- Interactive map of Coeur d'Alene Casino Resort Hotel
- Location: Coeur d'Alene Reservation, Kootenai County, Idaho, U.S.; 37914 South Nukwalqw Street Worley, Idaho; 47°25′36″N 116°58′26″W﻿ / ﻿47.42677°N 116.97388°W;
- Opened: 1993
- Theme: Native American
- Gaming space: 100,000 square feet (9,300 m^{2})
- Signature attractions: casino, gaming, golf, spa, hotel, dining, gas, gift shop, events, concerts
- Casino type: Native American gambling enterprise
- Owner: Coeur d'Alene Tribe
- Website: www.cdacasino.com

= Coeur d'Alene Casino =

Casino on the Coeur d'Alene Reservation in Kootenai County, Idaho, United States

The Coeur d'Alene Casino is a Native American gaming enterprise run by the Coeur d'Alene people on the Coeur d'Alene Reservation in Kootenai County, Idaho, United States, northwest of Worley. The resort includes two hotel towers, the Circling Raven Golf Club, multiple restaurants, a 15,000 sqft spa, and 100000 sqft of casino floor space. The Coeur d'Alene Casino is currently one of the largest employers in the Northern Idaho region.

==History==
In 1992, the Coeur d'Alene people began the process of negotiating with the State of Idaho, inaugurating a bingo hall in 1993. The 20,000-square-foot property's initial cost was $2.7 million. The project was managed by chief executive officer Dave Matheson, who also served as tribal chairman and deputy commissioner of Indian Affairs during President George H. W. Bush's administration.

In 1994, Matheson and eLottery chairman Robert A. Berman initiated the National Indian Lottery on behalf of the Coeur d'Alene people. The project consisted of the first multi-state lottery and was aimed at generating funds to help develop the Coeur d’Alene casino.

In 1994, the National Indian Lottery received approval from the federal government. It initially operated via telephone sales, and later through the Internet. Robert A. Berman assisted in the development of the technology for the project that managed and monitored the necessary security, age, and border controls required to process lottery transactions. In 1996, the casino received a $14 million expansion, and by 1998, it made net profits that totaled $9.2 million. The National Indian Lottery concluded in 1998 after receiving opposition from Attorney General Skip Humphrey via the United States District Court for the District of Idaho.
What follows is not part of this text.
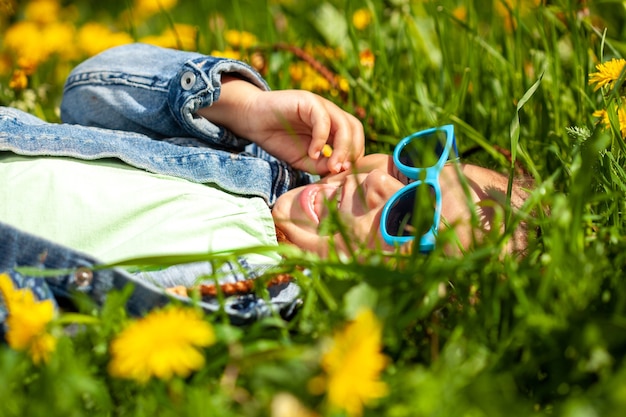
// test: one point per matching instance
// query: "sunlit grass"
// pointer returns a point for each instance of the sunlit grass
(480, 334)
The casino has since gone through various major expansions and renovations. The resort currently includes two hotel towers, the Circling Raven Golf Club, the 15,000 sqft Spa Ssaskwa'q'n, and eight restaurants. The casino offers Class III gaming on its 100,000 sqft casino floor with nearly 1,200 video gaming machines. Profits from the casino's revenues are invested back into the Coeur d'Alene community in areas of education and finance, including investments in property and land. In 2019, Laura Penney (formerly known as Laura Stensgar) became the casino's new CEO.

==Facilities==
The Coeur d'Alene Casino includes nearly 1,200 video gaming machines (video poker, Shuffle Master electronic tables, and keno), a bingo hall, entertainment venues, spa, retail areas, and multiple restaurants. It also includes a luxury hotel and the award-winning Circling Raven Golf Club.